During the 2008 campaign, when candidate Obama was seeking our votes, he pledged in Dover, New Hampshire on Sept. 12, 2008:
“I can make a firm pledge. Under my plan, no family making less than $250,000 a year will see any form of tax increase. Not your income tax, not your payroll tax, not your capital gains taxes, not any of your taxes.”
During a nationally televised Vice-Presidential debate in St. Louis on Oct. 3, 2008, candidate Biden repeated the pledge:
“No one making less than $250,000 under Barack Obama’s plan will see one single penny of their tax raised whether it’s their capital gains tax, their income tax, investment tax, any tax.”
Once elected, in an address to a joint session of Congress on Feb. 24, 2009, President Obama restated the promise yet again:
“If your family earns less than $250,000 a year, you will not see your taxes increased a single dime. I repeat: not one single dime.”

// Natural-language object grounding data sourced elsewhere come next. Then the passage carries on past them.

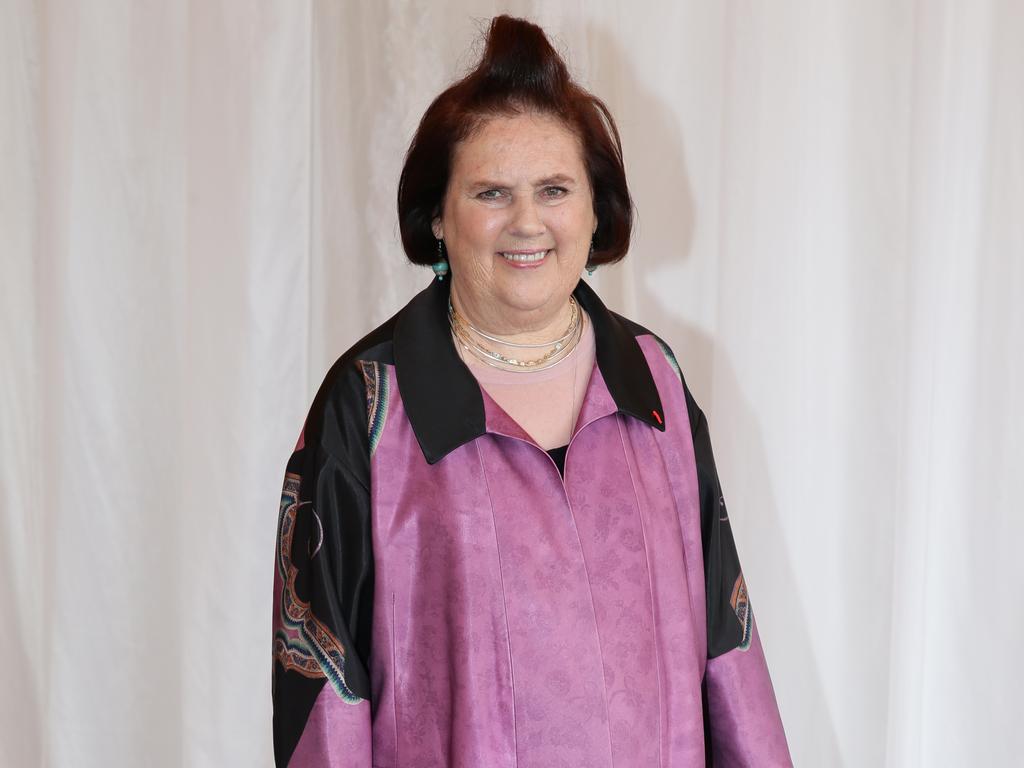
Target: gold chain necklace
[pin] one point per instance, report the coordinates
(562, 345)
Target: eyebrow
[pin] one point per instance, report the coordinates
(558, 178)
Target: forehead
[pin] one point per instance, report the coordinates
(527, 143)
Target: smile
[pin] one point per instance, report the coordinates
(523, 256)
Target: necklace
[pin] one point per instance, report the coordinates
(564, 344)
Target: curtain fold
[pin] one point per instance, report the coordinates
(198, 217)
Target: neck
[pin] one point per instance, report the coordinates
(529, 327)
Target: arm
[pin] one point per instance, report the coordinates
(741, 721)
(324, 587)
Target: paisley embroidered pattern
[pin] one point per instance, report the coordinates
(670, 356)
(302, 642)
(741, 605)
(377, 399)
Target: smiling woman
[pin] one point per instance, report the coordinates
(502, 538)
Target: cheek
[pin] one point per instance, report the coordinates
(475, 228)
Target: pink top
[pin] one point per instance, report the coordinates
(546, 402)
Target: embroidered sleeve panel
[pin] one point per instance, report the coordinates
(324, 572)
(729, 614)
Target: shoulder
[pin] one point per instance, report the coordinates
(337, 420)
(665, 367)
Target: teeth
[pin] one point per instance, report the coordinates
(525, 256)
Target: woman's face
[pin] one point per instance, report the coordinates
(517, 221)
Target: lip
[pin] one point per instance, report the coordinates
(521, 252)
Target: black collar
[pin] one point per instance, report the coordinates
(442, 398)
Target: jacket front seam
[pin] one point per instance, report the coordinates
(650, 585)
(593, 607)
(505, 607)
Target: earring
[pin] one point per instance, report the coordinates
(440, 266)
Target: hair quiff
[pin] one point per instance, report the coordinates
(518, 72)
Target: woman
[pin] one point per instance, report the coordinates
(502, 538)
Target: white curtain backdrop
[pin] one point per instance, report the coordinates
(197, 217)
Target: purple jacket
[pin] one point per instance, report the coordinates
(444, 597)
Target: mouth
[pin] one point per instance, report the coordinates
(523, 258)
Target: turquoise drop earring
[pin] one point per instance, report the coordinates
(440, 266)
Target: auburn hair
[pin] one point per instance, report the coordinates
(518, 72)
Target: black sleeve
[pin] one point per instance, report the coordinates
(325, 569)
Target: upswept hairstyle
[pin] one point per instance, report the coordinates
(518, 72)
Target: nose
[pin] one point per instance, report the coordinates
(526, 220)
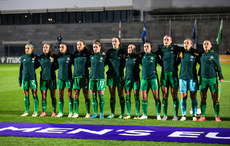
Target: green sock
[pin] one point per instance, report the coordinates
(87, 104)
(36, 104)
(94, 103)
(137, 104)
(158, 106)
(76, 105)
(43, 104)
(61, 105)
(203, 108)
(176, 106)
(112, 104)
(71, 105)
(122, 103)
(27, 103)
(216, 109)
(165, 106)
(128, 104)
(54, 104)
(102, 103)
(145, 107)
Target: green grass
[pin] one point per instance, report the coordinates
(12, 106)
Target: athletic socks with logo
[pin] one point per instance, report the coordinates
(112, 104)
(44, 103)
(54, 104)
(137, 104)
(176, 106)
(94, 103)
(158, 106)
(145, 107)
(216, 107)
(27, 103)
(183, 106)
(61, 104)
(122, 104)
(128, 104)
(35, 104)
(203, 108)
(102, 103)
(165, 106)
(194, 106)
(87, 105)
(76, 105)
(71, 105)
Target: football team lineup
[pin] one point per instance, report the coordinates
(168, 56)
(116, 132)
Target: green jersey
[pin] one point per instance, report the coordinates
(97, 66)
(132, 68)
(48, 67)
(81, 63)
(188, 65)
(210, 65)
(27, 68)
(64, 65)
(116, 62)
(149, 63)
(169, 56)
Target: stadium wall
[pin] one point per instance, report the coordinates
(36, 34)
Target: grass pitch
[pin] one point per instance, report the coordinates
(12, 106)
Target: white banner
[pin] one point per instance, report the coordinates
(9, 60)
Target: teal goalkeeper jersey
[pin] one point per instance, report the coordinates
(132, 71)
(210, 65)
(116, 62)
(48, 67)
(81, 63)
(97, 66)
(149, 63)
(169, 56)
(64, 65)
(188, 65)
(27, 68)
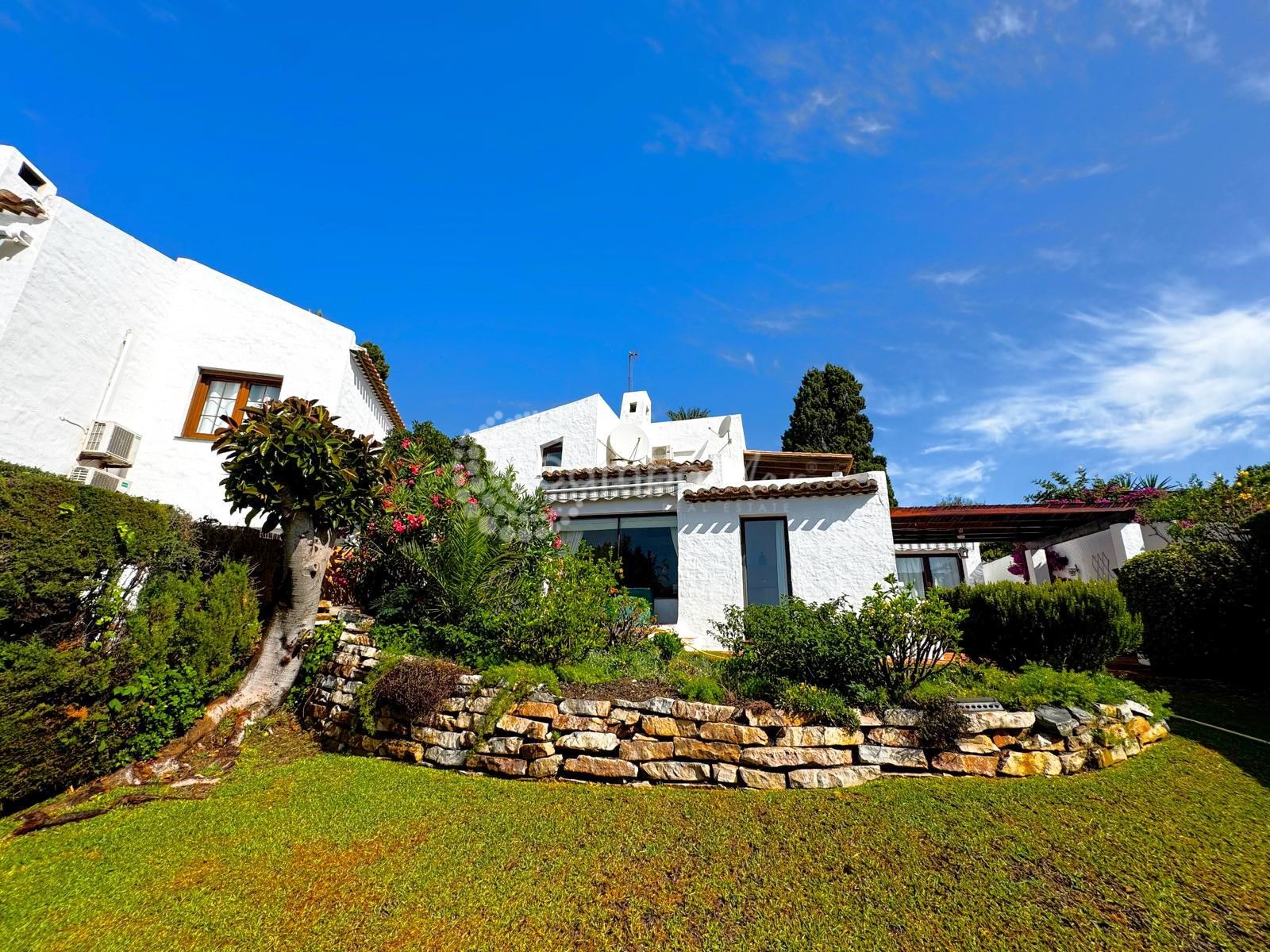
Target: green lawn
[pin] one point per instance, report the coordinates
(302, 850)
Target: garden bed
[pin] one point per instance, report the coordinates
(540, 734)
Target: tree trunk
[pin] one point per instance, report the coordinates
(277, 663)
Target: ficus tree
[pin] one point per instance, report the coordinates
(290, 463)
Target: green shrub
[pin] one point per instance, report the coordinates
(799, 643)
(59, 537)
(1037, 685)
(817, 704)
(696, 677)
(1070, 625)
(1204, 609)
(638, 663)
(940, 723)
(417, 685)
(569, 620)
(667, 644)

But now before the Senate is the so-called Marketplace Fairness Act, which would authorize each state to force sellers in other states to collect and pay sales taxes on anything they sell over the Internet to anyone in any other state. The seller may operate exclusively in Hawaii, and not own or operate any property, or employ any workers, in any other state. But it would be liable for the sales taxes in every one of the other 49 states for anything it sells over the Internet in any of those states.